Dear @kavithamallayaa,

We can definitely continue by e-mail. In the meantime, I suggest you try RELAX (with the recent release, 2.5.23) which includes SRV. See https://github.com/veg/hyphy-analyses/tree/master/SRV

If you suspect heterotachy, see if --srv Branch-site modifies RELAX results.

Best, Sergei

kavithamallayaa commented 3 years ago

I will definitely try that.

Can you please provide me your email address for further discussion.

Regards Kavitha

On Sat, 21 Nov 2020 at 07.52 Sergei Pond notifications@github.com wrote:

Dear @kavithamallayaa https://github.com/kavithamallayaa,

We can definitely continue by e-mail. In the meantime, I suggest you try RELAX (with the recent release, 2.5.23) which includes SRV. See https://github.com/veg/hyphy-analyses/tree/master/SRV

If you suspect heterotachy, see if --srv Branch-site modifies RELAX results.

Best, Sergei

— You are receiving this because you were mentioned. Reply to this email directly, view it on GitHub https://github.com/veg/hyphy-analyses/issues/13#issuecomment-731401311, or unsubscribe https://github.com/notifications/unsubscribe-auth/AMANSDWEM5KG2KJTFL6F5OLSQ3JIDANCNFSM4T24KNUQ .

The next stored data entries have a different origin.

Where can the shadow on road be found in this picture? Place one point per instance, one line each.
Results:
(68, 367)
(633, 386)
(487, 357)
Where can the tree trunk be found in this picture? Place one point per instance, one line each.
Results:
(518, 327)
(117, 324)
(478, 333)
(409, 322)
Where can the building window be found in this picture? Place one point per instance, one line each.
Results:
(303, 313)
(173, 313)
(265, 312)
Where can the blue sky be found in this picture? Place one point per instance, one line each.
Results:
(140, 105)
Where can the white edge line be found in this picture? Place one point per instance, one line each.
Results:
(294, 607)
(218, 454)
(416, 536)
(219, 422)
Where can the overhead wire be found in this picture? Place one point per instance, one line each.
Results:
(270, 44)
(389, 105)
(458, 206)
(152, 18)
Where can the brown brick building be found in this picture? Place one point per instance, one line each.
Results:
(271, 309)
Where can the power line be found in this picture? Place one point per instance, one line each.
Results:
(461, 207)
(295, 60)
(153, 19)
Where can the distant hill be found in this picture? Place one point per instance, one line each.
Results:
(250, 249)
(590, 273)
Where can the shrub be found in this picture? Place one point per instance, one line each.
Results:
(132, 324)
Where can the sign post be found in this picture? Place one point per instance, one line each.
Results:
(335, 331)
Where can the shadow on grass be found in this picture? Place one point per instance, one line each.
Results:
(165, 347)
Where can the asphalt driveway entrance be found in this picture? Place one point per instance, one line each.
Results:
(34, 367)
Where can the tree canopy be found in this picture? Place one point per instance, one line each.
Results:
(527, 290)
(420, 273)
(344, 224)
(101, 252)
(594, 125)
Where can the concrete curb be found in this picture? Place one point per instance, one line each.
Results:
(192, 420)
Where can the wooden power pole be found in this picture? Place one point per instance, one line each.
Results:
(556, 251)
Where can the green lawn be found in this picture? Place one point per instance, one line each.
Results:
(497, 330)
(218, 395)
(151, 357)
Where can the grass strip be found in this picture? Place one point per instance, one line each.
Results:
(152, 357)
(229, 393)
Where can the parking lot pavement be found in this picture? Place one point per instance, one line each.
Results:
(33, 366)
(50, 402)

spond commented 3 years ago

Dear @kavithamallayaa,

spond at temple dot edu

Best, Sergei

gwct commented 2 years ago

Hello, I have a similar request to the OP, but with a key difference: I would like to know the dN and dS values computed or averaged over all branches in my tree, per locus, rather than per branch (so one value per locus). I thought to use FitMG94, but I'm recalling now (and #17 confirms) that the basic model fit approximates dN/dS for a locus without directly computing dN and dS.

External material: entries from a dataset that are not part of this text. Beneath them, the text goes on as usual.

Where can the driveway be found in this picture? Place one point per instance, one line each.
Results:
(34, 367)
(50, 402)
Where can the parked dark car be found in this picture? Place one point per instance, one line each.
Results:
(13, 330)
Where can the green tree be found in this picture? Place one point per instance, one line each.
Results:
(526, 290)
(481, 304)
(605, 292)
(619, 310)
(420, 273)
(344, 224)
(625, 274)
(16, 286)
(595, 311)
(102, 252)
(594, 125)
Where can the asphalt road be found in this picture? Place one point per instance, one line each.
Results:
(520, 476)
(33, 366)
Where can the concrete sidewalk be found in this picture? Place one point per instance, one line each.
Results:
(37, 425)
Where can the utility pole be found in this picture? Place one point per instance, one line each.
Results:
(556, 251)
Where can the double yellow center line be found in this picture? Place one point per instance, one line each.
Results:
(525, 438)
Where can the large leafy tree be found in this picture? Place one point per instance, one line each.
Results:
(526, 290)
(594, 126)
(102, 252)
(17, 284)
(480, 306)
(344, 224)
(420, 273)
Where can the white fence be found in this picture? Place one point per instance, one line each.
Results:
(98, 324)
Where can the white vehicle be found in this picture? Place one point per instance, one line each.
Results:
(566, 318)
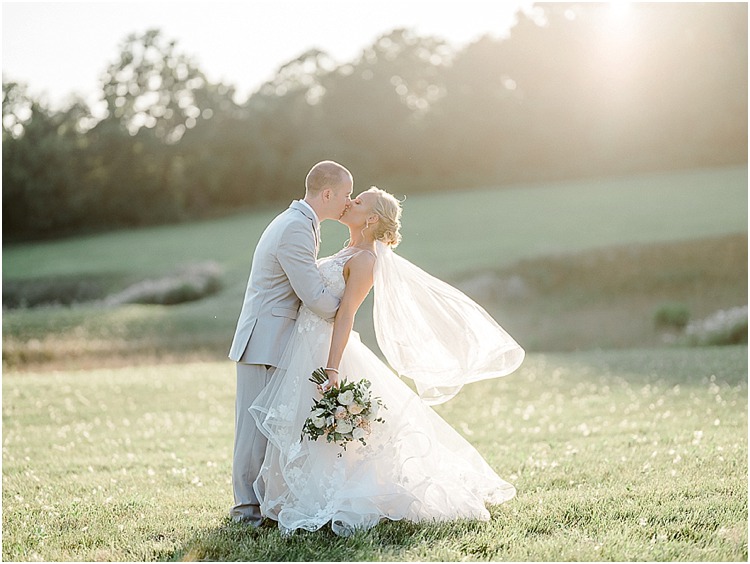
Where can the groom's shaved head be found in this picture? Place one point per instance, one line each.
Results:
(326, 174)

I think I could achieve what I'm after by using BUSTED with --srv Yes, setting all branches as test branches, and parsing the dN and dS values from the "Rate distributions" in the "fits" field. But I'm not sure this is a correct or the best solution to getting these values. Another option I can think of is to simply take the dN and dS values that are calculated per branch using FitMG94 with the --type local option.

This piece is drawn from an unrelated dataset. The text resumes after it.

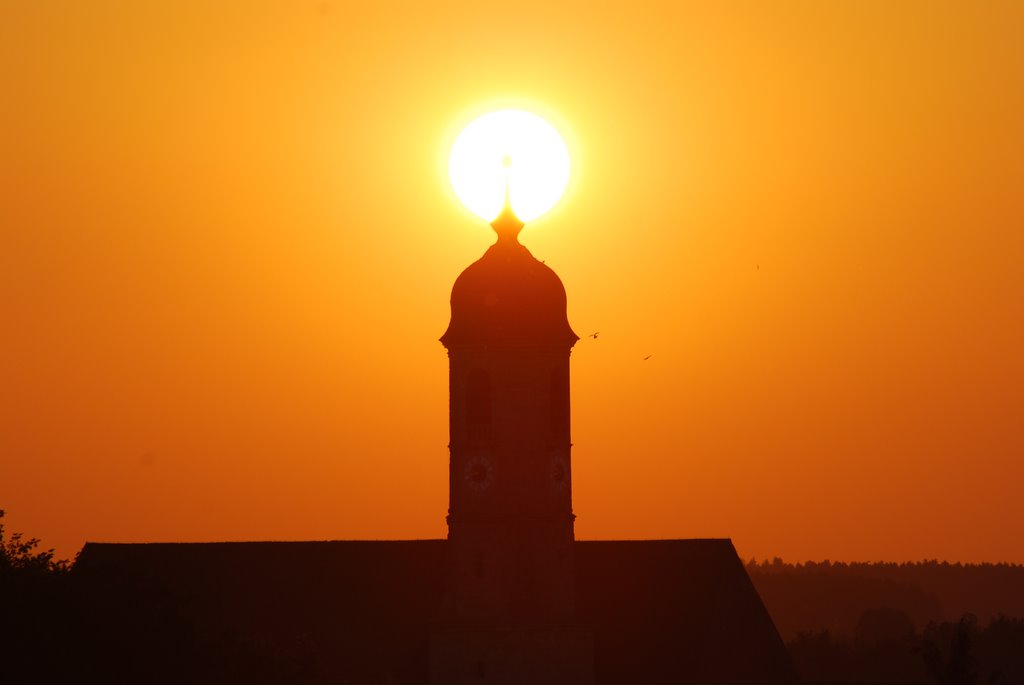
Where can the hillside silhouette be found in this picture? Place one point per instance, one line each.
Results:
(847, 623)
(835, 596)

Any feedback is appreciated. Thanks! -Gregg

spond commented 2 years ago

Dear @gwct,

By locus here, do you mean "gene" (or alignment)? Do you simply want to "unpack" dN/dS, i.e. get the global dN and global dS estimates?

Best, Sergei

gwct commented 2 years ago

Hi @spond, Yes, by locus in this case I mean an alignment for a single gene. And yes I basically just want to unpack the dN/dS estimate (e.g. from FitMG94) to a single dN and a single dS estimate per gene. I just wasn't sure if this is already computed somewhere or if the best thing to do would be to just average across all branches per gene. Thanks! -Gregg

spond commented 2 years ago

Dear @gwct,

Those would be best approximated by summing dS and dN estimated for each branch in the tree in FitMG94.bf output json. You can do with the a simple Python script

import json, sys

with open (sys.argv[1], 'r') as fh:
    results = json.load (fh)
    ES = 0
    EN = 0
    for b, bl in results["branch attributes"]["0"].items():
        ES += bl ["dS"]
        EN += bl ["dN"]

    print ("dS = %g, dN = %g" % ((ES, EN)))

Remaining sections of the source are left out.